Designing a Scalable, High‑Availability Monitoring System with Prometheus & Thanos
This article explores the challenges of building a reliable monitoring platform, compares open‑source solutions such as Elasticsearch, Nagios, Zabbix and Prometheus, and details how to achieve high availability and horizontal scaling using Prometheus, Thanos, sharding, remote‑write, and Kubernetes orchestration.
Laughing about Monitoring Systems
As time passes, the risk of failures increases and incidents are often unexpected. Manual operations make fault location and handling difficult, and longer outages cause greater loss, so mature teams need a reliable monitoring system.
A complete monitoring system must never fail itself; even if the platform crashes it should still emit alerts. High availability of the monitoring system is a constant goal. Below are the functions a complete monitoring system should consider.

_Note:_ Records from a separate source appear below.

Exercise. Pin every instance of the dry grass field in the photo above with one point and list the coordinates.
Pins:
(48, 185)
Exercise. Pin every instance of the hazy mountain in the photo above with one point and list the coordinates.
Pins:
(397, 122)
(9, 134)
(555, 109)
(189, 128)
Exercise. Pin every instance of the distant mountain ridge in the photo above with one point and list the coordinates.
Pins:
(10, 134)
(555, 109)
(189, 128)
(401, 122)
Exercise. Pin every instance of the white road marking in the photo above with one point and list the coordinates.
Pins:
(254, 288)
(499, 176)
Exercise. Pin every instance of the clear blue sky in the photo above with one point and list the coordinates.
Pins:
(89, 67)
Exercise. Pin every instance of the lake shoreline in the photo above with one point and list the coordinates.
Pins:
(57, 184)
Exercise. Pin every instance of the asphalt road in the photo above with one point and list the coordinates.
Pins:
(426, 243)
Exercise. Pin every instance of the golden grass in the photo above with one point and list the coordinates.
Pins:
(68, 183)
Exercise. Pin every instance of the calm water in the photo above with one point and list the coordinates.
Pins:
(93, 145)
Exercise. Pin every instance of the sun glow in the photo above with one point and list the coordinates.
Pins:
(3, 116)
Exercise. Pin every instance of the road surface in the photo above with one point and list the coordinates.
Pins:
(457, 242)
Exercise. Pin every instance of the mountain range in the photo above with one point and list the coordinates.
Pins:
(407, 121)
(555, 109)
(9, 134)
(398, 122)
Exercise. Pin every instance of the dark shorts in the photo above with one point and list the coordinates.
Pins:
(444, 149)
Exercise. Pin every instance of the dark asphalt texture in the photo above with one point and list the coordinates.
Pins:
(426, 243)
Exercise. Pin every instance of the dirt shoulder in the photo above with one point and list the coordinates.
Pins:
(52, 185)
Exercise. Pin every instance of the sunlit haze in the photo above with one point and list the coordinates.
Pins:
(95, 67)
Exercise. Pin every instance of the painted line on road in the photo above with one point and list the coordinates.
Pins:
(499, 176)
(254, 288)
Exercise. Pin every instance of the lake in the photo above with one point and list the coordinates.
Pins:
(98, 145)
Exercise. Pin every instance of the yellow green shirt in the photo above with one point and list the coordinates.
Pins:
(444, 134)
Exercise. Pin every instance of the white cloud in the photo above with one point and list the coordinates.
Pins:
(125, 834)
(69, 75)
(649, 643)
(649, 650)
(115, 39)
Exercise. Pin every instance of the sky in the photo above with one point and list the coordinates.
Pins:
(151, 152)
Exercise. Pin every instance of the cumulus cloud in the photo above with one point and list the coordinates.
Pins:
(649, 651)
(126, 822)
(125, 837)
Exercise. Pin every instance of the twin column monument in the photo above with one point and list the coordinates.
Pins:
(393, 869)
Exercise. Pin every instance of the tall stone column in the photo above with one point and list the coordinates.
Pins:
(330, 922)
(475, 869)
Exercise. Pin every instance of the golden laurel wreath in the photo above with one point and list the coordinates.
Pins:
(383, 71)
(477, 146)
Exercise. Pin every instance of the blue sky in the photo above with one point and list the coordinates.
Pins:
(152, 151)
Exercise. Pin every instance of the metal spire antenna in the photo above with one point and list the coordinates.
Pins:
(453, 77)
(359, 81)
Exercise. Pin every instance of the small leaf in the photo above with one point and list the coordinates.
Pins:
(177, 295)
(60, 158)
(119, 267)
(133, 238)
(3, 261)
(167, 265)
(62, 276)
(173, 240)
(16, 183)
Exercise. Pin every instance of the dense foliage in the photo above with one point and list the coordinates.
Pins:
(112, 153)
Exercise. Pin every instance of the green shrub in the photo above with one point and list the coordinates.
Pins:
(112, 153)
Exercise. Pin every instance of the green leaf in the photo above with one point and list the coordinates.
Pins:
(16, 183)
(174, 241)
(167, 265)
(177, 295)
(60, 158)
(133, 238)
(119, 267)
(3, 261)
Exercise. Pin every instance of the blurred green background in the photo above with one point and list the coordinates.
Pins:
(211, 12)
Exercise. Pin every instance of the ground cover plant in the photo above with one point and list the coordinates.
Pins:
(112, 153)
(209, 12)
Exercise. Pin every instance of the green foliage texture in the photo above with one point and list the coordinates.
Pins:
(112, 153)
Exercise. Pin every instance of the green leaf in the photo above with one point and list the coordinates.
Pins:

Problems faced by monitoring system design
Monitoring covers many roles, which we divide into categories: servers, containers, services/applications, network, storage, middleware. Different categories use different collectors according to industry solutions.
Functional questions to consider:
Support tagging of metric sources to clarify business origin.
Support aggregation operations to transform, combine, and analyze metrics.
Alarms, reports, and graphical dashboards.
Persist historical data for traceability.
Usability considerations:
Allow adding/removing and customizing monitoring items.
Support expression‑based calculations.
Automatic discovery of new servers or pods.
Configurable alarm policies with custom thresholds.
Solution selection
Considering the above, which open‑source solutions are suitable? Common choices are Elasticsearch, Nagios, Zabbix, Prometheus. Other solutions are omitted.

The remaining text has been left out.